C.S. Lewis makes a good point and a nice comparison (from An Experiment in Criticism, via Michael Gilleland at Laudator Temporis Acti):

‘Why’, they ask, ‘should I turn from a real and present experience— what the poem means to me, what happens to me when I read it—to inquiries about the poet’s intention or reconstructions, always uncertain, of what it may have meant to his contemporaries?’ There seem to be two answers. One is that the poem in my head which I make from my mistranslations of Chaucer or misunderstandings of Donne may possibly not be so good as the work Chaucer or Donne actually made. Secondly, why not have both? After enjoying what I made of it, why not go back to the text, this time looking up the hard words, puzzling out the allusions, and discovering that some metrical delights in my first experience were due to my fortunate mispronunciations, and see whether I can enjoy the poet’s poem, not necessarily instead of, but in addition to, my own one? Do we not all still enjoy certain effects which passages in classical or foreign poets produced in us when we misunderstood them? We know better now. We enjoy something, we trust, more like what Virgil or Ronsard meant to give us. This does not abolish or stain the old beauty. It is rather like revisiting a beautiful place we knew in childhood. We appraise the landscape with an adult eye; we also revive the pleasures—often very different—which it produced when we were small children.
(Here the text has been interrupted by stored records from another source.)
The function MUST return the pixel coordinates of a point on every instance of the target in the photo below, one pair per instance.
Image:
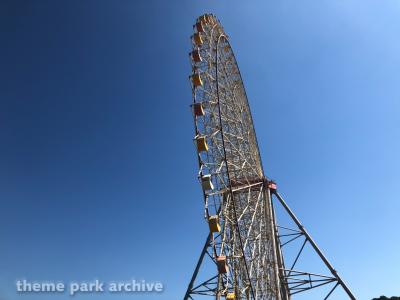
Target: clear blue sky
(97, 165)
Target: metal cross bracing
(243, 246)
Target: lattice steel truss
(244, 244)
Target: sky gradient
(97, 165)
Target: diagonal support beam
(313, 244)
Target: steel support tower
(243, 255)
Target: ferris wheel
(243, 241)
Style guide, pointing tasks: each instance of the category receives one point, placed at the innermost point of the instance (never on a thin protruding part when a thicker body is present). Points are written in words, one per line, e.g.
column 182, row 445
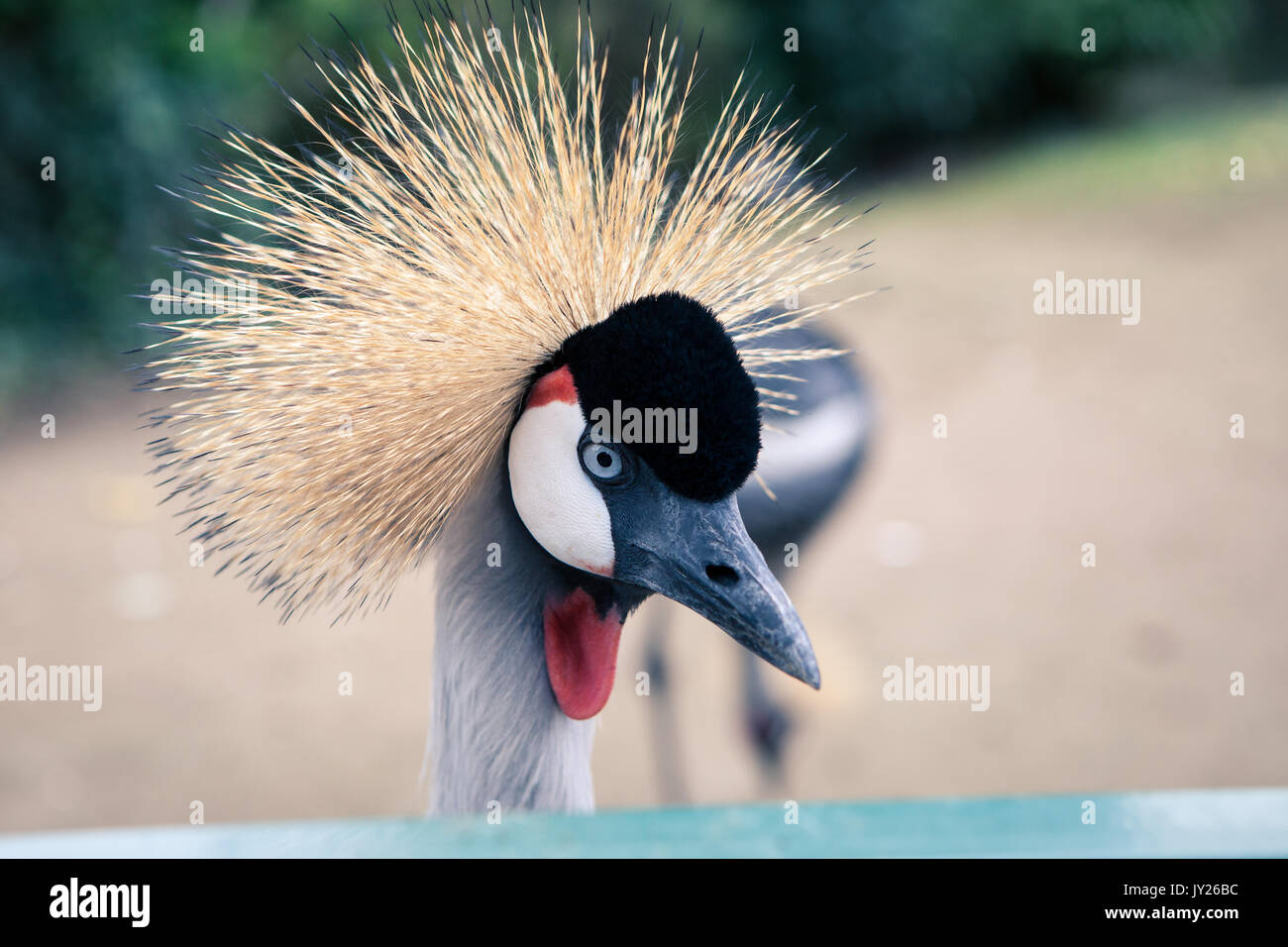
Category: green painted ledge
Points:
column 1240, row 822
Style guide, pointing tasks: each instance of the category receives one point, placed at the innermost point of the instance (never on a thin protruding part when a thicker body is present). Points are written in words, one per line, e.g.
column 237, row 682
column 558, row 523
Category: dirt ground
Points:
column 1061, row 431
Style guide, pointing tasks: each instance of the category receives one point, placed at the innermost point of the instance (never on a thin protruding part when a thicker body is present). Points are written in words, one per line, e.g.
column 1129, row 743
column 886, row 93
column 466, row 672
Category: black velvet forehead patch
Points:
column 671, row 352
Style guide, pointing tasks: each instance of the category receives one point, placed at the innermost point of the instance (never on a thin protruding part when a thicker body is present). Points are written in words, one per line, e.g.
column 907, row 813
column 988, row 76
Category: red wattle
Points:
column 581, row 654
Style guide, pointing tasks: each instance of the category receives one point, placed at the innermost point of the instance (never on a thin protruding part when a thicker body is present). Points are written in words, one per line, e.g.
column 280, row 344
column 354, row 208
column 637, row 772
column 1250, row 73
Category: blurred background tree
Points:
column 111, row 93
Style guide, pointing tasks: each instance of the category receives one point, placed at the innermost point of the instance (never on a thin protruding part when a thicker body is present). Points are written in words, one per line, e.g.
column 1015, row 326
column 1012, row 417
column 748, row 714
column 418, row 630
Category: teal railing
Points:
column 1185, row 823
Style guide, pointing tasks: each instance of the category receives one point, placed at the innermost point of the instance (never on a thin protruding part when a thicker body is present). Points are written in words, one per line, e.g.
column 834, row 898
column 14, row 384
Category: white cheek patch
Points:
column 552, row 492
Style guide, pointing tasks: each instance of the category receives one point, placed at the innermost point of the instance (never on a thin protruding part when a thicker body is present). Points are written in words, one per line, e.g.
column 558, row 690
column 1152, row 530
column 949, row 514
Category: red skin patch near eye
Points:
column 581, row 654
column 555, row 385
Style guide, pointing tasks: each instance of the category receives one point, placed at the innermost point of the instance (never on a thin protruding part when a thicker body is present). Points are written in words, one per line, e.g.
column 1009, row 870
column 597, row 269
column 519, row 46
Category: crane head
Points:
column 623, row 463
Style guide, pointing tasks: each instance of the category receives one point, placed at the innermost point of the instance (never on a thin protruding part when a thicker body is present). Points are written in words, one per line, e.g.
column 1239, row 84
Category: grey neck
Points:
column 497, row 736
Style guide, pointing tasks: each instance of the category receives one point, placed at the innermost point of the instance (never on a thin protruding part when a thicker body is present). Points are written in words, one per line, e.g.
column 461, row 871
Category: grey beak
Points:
column 700, row 556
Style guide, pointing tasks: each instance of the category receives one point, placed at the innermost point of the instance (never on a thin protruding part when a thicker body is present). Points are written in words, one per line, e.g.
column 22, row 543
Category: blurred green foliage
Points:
column 111, row 90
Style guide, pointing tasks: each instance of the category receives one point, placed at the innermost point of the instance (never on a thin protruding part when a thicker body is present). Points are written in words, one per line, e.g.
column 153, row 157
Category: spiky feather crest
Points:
column 472, row 219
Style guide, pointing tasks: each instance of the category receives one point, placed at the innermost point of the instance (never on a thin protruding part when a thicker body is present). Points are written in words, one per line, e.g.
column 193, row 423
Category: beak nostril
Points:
column 721, row 575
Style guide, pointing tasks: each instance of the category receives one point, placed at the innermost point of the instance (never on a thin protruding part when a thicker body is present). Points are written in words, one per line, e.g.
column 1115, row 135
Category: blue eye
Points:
column 600, row 460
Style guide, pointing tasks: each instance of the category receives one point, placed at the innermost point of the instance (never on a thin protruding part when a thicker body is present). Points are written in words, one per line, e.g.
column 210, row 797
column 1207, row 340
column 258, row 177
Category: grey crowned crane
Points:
column 806, row 463
column 447, row 289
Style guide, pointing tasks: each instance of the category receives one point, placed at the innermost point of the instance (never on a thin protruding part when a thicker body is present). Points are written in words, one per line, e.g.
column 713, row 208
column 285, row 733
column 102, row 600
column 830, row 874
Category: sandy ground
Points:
column 1061, row 431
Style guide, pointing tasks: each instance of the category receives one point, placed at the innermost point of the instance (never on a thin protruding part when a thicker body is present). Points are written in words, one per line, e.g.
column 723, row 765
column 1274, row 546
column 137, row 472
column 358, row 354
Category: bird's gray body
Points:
column 497, row 735
column 806, row 459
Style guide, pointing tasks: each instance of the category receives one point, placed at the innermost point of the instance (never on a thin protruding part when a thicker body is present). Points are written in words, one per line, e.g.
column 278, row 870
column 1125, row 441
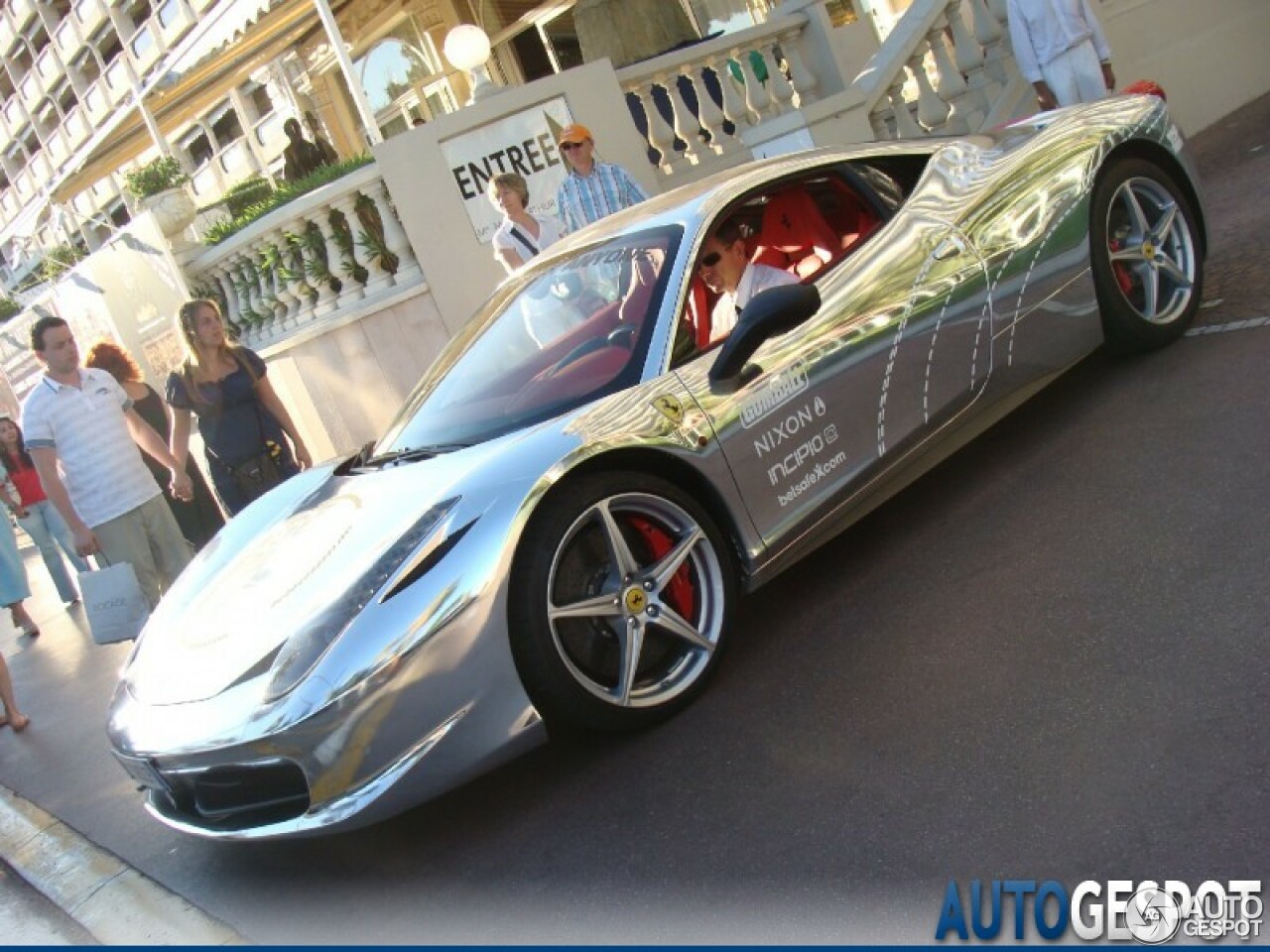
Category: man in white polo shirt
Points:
column 82, row 435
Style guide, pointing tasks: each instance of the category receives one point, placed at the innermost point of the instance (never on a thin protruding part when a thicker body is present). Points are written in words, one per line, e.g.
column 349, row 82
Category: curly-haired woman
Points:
column 199, row 518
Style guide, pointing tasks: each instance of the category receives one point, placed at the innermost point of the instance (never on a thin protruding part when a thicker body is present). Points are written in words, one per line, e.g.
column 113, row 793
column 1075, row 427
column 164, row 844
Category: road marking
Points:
column 1229, row 325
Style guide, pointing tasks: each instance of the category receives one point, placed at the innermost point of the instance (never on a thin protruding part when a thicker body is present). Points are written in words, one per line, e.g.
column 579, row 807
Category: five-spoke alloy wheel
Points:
column 621, row 594
column 1147, row 257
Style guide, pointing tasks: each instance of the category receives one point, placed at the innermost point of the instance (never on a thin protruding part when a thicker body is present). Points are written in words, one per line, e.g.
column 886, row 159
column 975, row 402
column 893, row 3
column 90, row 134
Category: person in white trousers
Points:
column 1061, row 50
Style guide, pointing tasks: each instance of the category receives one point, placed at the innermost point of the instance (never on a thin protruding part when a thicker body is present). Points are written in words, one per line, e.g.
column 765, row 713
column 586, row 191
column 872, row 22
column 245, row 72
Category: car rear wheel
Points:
column 621, row 597
column 1146, row 255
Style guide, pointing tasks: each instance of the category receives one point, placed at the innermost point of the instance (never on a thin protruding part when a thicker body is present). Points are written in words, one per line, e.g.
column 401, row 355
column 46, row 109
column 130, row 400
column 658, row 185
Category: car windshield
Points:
column 556, row 336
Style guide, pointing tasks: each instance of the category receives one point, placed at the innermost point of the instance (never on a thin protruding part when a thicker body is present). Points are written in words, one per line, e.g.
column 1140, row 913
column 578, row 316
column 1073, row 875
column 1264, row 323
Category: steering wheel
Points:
column 585, row 347
column 622, row 335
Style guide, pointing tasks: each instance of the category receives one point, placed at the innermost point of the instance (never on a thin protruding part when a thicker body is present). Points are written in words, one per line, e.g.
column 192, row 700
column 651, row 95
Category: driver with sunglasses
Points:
column 725, row 268
column 592, row 189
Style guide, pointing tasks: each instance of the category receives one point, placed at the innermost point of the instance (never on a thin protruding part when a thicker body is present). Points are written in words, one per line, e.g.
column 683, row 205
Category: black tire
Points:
column 1147, row 257
column 578, row 602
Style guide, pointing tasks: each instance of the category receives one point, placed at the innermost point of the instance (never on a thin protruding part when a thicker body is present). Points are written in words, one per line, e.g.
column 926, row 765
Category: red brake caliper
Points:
column 679, row 593
column 1121, row 271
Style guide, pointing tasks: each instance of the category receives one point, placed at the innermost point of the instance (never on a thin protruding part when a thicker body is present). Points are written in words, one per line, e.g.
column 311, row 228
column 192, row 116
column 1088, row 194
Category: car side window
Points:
column 802, row 226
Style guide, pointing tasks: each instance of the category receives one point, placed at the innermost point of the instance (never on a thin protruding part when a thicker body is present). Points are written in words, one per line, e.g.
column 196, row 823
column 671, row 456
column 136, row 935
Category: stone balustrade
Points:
column 336, row 249
column 943, row 73
column 695, row 103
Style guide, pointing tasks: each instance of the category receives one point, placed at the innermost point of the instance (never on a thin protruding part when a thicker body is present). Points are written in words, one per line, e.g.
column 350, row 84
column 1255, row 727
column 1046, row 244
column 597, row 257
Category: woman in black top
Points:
column 239, row 414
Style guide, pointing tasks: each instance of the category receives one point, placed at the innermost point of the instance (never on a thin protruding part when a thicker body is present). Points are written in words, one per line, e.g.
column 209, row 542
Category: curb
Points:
column 114, row 902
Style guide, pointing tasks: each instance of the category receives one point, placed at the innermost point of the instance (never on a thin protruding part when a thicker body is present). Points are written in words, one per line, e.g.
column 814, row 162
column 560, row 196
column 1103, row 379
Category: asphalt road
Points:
column 1044, row 660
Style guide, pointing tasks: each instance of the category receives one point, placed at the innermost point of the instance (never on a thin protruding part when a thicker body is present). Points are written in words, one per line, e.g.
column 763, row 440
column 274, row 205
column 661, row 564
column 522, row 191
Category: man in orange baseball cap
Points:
column 592, row 189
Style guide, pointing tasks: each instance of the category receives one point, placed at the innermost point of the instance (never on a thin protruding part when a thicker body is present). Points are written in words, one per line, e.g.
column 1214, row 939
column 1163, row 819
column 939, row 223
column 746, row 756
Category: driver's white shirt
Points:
column 754, row 278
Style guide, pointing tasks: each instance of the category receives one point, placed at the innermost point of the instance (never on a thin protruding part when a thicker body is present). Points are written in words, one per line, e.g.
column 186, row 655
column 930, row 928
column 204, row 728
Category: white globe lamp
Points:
column 467, row 49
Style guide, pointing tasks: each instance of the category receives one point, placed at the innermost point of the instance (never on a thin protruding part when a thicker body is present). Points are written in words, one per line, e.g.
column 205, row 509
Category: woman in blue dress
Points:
column 240, row 416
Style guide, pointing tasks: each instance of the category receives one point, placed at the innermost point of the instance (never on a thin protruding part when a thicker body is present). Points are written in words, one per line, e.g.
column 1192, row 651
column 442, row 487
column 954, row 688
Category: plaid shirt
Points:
column 584, row 199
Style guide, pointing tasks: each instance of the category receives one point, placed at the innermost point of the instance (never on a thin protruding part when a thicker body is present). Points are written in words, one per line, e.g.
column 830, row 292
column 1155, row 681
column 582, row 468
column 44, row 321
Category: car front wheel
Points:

Admittedly, we can never quite get out of our own skins. Whatever we do, something of our own and of our age’s making will remain in our experience of all literature. Equally, I can never see anything exactly from the point of view even of those whom I know and love best. But I can make at least some progress towards it. I can eliminate at least the grosser illusions of perspective.

Also, for those of you who miss libraries and their ambience, Oxford has you covered with Sounds of the Bodleian. You can choose between the rustlings, shufflings, and discreet coughs of four different reading rooms, each with a glorious image that enables you to experience that great institution vicariously. (One of my favorite lines in all science fiction, from the thoroughly delightful “The Last of the Spode” by Evelyn E. Smith: “Pity about the Bodleian, though.”)

Überbrettl.

I thought I’d pass along couple of tidbits from the Jabotinsky novel that didn’t fit into yesterday’s post. At one point he refers to the institution of the Überbrettl:

Überbrettl […] was the first venue in Germany for literary cabaret, or Kabarett, founded 1901 in Berlin by Ernst von Wolzogen. The German Kabarett concept was imported from French venues like Le Chat Noir in Paris, from which it kept the characteristic atmosphere of intimacy. But the German type developed its own peculiarities, most prominently its characteristic gallows humour.

The distinct cabaret atmosphere was sketched by Otto Julius Bierbaum in his 1897 novel Stilpe, which inspired Wolzogen in the foundation of the Überbrettl. He chose the initial name both to parody Friedrich Nietzsche’s Übermensch concept and to contrast the widespread Brettl (i.e. “(stage-)board”) variety shows without further artistic ambitions.

I don’t know if German speakers will agree with me, but I think that’s a funny word.

And there’s a passage where he mentions the “седьмая держава” [seventh power] in a context that makes it clear the referent is the press — what in similar contexts in English is called the “fourth estate”; a little googling showed me that the “correct” term is шестая держава [sixth power], the term having been coined at a period when the “five powers” were England, France, Germany, Austria-Hungary, and Russia. I don’t know how or when it got turned into the seventh, but somehow that expression has wound up in a Russian-Hebrew dictionary.